Get your dog to focus on YOU!
© Stacy Braslau-Schneck, CPDT
Does your dog lose all focus on you in a training
class? Does she forget you exist when you go to the dog park? Is
she more interested in meeting other dogs or other people than in paying attention
to you? Spend a few minutes each day for a week to build a solid foundation
If you take the time to do these exercises you will
greatly improve your dog’s ability to focus on you and respond to your commands
in a class situation or other distractions, including being around other dogs.
Pick a marker word to use as a clicker. The
marker will mark the moment the dog achieves the goal you’ve set, and promises
the dog a great reward. You can of course use a clicker but you will be
doing a lot of opportunistic training, and it will be helpful to have a word
or sound like “Yes!” or “Good!” to have handy. Remember,
the marker is not in itself praise (you’ll want to praise your dog, too!), but
it is the sound of payoff to your dog.
Charge up your marker by saying it and immediately
after giving the dog a treat. Make sure that the marker comes first, and
then the treat.
Find a non-distracting environment – your home kitchen
or living room (not the dog park or class room!). Watch your dog’s eyes.

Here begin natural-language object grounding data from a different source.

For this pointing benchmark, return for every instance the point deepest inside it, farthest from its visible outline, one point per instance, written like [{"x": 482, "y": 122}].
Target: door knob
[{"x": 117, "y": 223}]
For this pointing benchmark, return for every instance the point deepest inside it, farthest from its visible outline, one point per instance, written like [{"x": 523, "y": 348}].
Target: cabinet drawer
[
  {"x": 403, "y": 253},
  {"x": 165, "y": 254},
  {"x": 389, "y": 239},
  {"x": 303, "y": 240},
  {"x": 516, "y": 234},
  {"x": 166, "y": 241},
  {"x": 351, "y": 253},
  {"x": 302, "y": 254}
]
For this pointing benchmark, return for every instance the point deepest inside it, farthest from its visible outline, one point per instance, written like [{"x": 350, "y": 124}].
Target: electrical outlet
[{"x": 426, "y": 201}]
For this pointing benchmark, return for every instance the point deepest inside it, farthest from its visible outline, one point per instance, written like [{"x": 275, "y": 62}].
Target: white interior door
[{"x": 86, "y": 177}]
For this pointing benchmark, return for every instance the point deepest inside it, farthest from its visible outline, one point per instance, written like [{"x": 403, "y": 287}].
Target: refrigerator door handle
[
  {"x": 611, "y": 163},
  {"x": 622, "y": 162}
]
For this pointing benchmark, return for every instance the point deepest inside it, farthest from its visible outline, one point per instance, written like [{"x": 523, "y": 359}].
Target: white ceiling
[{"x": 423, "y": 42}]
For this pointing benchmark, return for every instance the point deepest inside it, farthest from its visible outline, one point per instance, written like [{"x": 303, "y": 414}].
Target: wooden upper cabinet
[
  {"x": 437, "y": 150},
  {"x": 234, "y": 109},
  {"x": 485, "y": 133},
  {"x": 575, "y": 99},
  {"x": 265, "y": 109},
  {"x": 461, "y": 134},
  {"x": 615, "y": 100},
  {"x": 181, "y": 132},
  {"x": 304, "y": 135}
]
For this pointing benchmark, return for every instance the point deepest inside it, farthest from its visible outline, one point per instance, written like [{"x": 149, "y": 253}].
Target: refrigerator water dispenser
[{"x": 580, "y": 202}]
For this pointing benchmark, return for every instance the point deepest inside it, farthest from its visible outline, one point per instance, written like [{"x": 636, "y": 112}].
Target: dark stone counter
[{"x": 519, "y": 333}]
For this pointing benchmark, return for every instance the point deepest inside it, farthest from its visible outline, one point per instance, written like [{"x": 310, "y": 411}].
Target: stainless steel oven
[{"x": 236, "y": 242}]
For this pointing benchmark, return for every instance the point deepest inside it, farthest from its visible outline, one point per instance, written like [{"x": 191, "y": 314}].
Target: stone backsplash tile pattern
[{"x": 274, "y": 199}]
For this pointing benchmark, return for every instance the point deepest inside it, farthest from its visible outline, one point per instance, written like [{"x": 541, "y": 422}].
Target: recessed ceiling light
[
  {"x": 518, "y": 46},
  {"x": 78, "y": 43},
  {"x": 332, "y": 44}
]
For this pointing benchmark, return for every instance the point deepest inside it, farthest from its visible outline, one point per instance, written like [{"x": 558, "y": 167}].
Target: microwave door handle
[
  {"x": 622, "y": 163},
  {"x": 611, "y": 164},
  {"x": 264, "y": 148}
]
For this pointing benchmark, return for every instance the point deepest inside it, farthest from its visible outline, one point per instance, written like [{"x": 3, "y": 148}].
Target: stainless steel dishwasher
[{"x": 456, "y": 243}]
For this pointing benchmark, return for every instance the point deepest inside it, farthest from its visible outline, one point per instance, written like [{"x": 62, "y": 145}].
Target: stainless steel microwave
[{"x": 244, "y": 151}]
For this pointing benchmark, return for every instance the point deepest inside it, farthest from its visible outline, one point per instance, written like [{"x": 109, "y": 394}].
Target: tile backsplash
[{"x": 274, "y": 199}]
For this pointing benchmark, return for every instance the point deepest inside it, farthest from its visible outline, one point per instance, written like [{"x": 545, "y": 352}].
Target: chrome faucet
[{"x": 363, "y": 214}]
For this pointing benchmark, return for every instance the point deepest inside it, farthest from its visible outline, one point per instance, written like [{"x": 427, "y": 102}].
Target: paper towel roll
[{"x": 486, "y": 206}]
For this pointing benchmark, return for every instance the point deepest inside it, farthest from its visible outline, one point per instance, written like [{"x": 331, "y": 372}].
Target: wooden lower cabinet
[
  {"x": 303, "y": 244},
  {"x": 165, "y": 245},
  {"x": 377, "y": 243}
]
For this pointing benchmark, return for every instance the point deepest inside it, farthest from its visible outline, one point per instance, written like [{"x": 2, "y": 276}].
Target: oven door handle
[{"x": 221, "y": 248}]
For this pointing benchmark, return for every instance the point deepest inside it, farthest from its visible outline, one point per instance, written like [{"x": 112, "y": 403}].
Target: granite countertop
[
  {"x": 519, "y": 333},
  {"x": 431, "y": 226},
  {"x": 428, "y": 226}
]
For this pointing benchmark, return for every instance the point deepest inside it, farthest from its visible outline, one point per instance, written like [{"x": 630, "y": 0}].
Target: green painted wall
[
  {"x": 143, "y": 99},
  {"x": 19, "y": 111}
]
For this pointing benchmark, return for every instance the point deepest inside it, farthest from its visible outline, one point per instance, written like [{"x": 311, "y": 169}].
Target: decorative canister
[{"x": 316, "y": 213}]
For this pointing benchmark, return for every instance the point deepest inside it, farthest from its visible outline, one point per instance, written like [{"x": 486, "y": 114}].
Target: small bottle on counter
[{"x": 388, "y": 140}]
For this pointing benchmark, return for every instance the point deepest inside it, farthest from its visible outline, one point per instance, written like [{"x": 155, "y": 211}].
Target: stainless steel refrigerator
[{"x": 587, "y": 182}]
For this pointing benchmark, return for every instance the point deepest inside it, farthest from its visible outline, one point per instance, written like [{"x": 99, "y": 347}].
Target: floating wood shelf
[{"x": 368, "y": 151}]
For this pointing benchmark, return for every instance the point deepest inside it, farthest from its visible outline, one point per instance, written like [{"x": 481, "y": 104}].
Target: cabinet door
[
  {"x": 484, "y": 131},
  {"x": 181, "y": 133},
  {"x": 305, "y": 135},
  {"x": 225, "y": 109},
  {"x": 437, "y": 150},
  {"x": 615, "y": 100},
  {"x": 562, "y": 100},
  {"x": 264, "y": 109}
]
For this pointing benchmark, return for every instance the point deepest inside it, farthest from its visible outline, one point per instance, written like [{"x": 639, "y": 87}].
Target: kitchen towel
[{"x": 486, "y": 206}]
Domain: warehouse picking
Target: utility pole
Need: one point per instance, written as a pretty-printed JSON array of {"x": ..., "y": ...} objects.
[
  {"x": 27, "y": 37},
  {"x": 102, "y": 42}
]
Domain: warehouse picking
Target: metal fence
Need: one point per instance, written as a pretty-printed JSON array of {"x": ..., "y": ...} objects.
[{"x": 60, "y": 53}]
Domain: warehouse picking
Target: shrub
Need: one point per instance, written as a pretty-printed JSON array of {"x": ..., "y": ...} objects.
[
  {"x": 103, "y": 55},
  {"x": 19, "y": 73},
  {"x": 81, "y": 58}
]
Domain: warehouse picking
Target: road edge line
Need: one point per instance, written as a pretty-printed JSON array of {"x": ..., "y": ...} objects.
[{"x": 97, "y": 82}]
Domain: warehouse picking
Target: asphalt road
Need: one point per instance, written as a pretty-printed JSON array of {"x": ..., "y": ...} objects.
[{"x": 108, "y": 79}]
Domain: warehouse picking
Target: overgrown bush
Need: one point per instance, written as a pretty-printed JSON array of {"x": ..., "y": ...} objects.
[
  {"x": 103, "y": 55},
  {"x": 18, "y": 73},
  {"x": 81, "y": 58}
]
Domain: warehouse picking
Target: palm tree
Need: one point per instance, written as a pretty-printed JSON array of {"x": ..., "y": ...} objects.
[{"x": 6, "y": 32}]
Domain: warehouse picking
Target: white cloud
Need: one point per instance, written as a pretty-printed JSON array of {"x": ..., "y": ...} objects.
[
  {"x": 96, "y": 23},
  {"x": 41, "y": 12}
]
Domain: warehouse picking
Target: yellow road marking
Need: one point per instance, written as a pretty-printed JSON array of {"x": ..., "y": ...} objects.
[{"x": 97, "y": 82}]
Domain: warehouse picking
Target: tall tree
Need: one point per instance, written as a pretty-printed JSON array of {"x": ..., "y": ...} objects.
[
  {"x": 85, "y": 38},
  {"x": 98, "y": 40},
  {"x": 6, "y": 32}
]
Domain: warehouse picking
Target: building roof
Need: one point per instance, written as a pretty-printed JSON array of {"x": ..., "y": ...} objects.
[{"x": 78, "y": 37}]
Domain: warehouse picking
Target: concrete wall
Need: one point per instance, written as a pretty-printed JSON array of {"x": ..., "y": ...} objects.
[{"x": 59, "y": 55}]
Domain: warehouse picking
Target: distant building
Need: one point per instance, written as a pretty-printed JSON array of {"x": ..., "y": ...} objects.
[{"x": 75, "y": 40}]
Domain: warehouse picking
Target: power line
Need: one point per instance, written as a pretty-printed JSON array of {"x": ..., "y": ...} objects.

Whenever your dog looks at you, click or say your marker word, and give your
dog a treat. Don’t do anything special to get your dog’s attention – just
wait for it and capture it. Do this throughout the day.
In addition to noticing your dog’s attention to
you throughout the day, do some rapid rounds of rewarding eye contact.
For one minute, click or mark and treat every time your dog looks at you – as
many times as you possibly can in one minute. Repeat this a few times.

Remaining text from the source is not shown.